A poche ore dal verdetto finale, tra Napoli e Inter è il club partenopeo a godere di un leggero vantaggio. Lo sottolinea Xavier Jacobelli, che ai microfoni di Radio Radio Mattino Sport e News individua nella classifica il primo, piccolo segnale decisivo: “La classifica dice Napoli, quel punto che separa i partenopei dai nerazzurri è di fondamentale importanza”. Un distacco minimo, ma capace di orientare le tensioni e gli approcci psicologici in vista del turno conclusivo.
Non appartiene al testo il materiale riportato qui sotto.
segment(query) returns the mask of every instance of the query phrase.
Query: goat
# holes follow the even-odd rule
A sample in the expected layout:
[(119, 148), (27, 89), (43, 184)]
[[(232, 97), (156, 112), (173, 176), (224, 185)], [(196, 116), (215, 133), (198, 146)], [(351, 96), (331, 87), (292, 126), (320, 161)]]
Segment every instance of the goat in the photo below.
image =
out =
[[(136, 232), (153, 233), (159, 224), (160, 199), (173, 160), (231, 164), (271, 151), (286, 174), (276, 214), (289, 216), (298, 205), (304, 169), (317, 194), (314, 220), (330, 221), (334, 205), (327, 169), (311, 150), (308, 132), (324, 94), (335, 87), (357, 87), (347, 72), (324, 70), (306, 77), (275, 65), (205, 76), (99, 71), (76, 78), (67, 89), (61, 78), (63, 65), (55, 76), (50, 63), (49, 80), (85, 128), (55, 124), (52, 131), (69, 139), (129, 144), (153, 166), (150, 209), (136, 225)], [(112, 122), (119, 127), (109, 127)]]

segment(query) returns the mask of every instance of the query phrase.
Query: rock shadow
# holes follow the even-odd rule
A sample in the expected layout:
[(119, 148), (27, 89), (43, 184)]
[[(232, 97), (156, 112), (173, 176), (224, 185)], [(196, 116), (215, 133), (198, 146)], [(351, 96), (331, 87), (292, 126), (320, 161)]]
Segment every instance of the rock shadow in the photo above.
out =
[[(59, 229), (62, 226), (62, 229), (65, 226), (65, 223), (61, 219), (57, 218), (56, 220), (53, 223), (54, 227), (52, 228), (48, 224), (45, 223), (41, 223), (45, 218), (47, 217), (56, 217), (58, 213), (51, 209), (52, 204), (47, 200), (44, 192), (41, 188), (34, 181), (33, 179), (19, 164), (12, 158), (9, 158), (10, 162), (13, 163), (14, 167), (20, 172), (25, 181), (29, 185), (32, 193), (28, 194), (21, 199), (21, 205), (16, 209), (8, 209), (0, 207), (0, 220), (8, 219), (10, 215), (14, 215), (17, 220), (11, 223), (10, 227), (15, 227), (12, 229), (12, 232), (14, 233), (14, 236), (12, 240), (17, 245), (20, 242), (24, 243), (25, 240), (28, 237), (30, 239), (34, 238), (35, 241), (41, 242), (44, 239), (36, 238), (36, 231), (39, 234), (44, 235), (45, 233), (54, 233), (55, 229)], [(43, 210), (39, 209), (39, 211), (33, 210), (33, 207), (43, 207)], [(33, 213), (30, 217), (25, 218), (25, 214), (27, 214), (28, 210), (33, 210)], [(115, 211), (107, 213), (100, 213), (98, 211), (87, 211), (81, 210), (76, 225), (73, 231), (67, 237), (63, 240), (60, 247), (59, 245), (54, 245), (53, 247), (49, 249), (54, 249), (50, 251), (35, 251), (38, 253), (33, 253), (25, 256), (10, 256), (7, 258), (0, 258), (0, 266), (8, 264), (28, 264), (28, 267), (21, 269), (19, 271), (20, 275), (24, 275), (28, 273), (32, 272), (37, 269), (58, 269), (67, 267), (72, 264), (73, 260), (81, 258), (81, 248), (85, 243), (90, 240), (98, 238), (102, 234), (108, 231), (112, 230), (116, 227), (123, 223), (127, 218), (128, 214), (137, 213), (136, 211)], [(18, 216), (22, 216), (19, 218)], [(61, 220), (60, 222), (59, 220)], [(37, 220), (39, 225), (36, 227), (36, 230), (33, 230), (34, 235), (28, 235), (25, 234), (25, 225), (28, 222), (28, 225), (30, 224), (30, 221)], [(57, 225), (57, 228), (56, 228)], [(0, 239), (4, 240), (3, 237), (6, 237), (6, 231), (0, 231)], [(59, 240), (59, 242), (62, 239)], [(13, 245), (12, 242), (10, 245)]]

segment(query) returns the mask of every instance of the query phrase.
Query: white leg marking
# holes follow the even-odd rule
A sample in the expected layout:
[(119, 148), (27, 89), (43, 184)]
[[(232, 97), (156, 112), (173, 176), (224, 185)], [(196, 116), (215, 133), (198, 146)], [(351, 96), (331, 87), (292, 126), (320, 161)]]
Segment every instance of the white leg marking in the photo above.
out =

Antonio Conte, da par suo, ha scelto la via del pragmatismo, ammonendo l’ambiente a non dare nulla per scontato, nemmeno quel numero 4 già sbandierato dai tifosi azzurri come simbolo del possibile quarto Scudetto.
Il “4” è diventato il protagonista simbolico di questa volata finale, ma per Jacobelli ha anche un valore scaramantico e personale per l’allenatore del Napoli: “Conte ha vinto 4 Scudetti, 4 Supercoppe d’Italia, 4 Panchine d’Oro, ed è stato 4 volte allenatore dell’anno”. Una serie di coincidenze che non possono passare inosservate, soprattutto in un Paese dove superstizione e calcio spesso vanno a braccetto. “Eduardo De Filippo diceva che chi è superstizioso è ignorante, ma non esserlo porta male”, ricorda il giornalista, aggiungendo che l’ultimo tricolore del Napoli è stato vinto proprio il 4 maggio 2023. Dettagli, forse, ma in una stagione segnata da sorprese continue, nulla può essere davvero trascurato.
Se Napoli può sorridere, è anche perché l’Inter ha mancato due grandi occasioni contro la Lazio, lasciando per strada punti pesanti: “L’Inter ha sprecato quell’opportunità che le si è rappresentata per due volte nell’arco della partita con la Lazio”, sottolinea Jacobelli. E tuttavia, il giornalista invita alla prudenza: questo è un campionato che ha smentito pronostici e logiche, e lo sa bene Conte, che “è troppo esperto per non mettere in guardia i suoi giocatori dal fatto che possano esserci sorprese se la partita non venisse affrontata con la necessaria determinazione”. Insomma, vietato distrarsi, anche con la salvezza già in tasca per le avversarie.
Non saranno semplici passerelle, né per Napoli né per Inter. Il Cagliari, già salvo, ha tutta l’intenzione di giocare a viso aperto, come dimostrano le parole dei suoi giocatori: “Vuole giocarla tutta questa partita, perché non si ritiene affatto una vittima sacrificale nella serata della possibile festa”. E dall’altra parte, occhio al Como, la vera sorpresa della stagione, guidata con intelligenza e ambizione da Cesc Fabregas. “Fabregas ha deciso, secondo me molto saggiamente, di rimanere alla guida di una squadra e di una società molto, molto ambiziose”, sottolinea Jacobelli, ricordando anche la solidità economica della proprietà. “I signori Hartono, secondo Forbes, sono al posto numero 41 e 42 degli uomini più ricchi del mondo”. Anche al Sinigaglia, dunque, niente è scritto.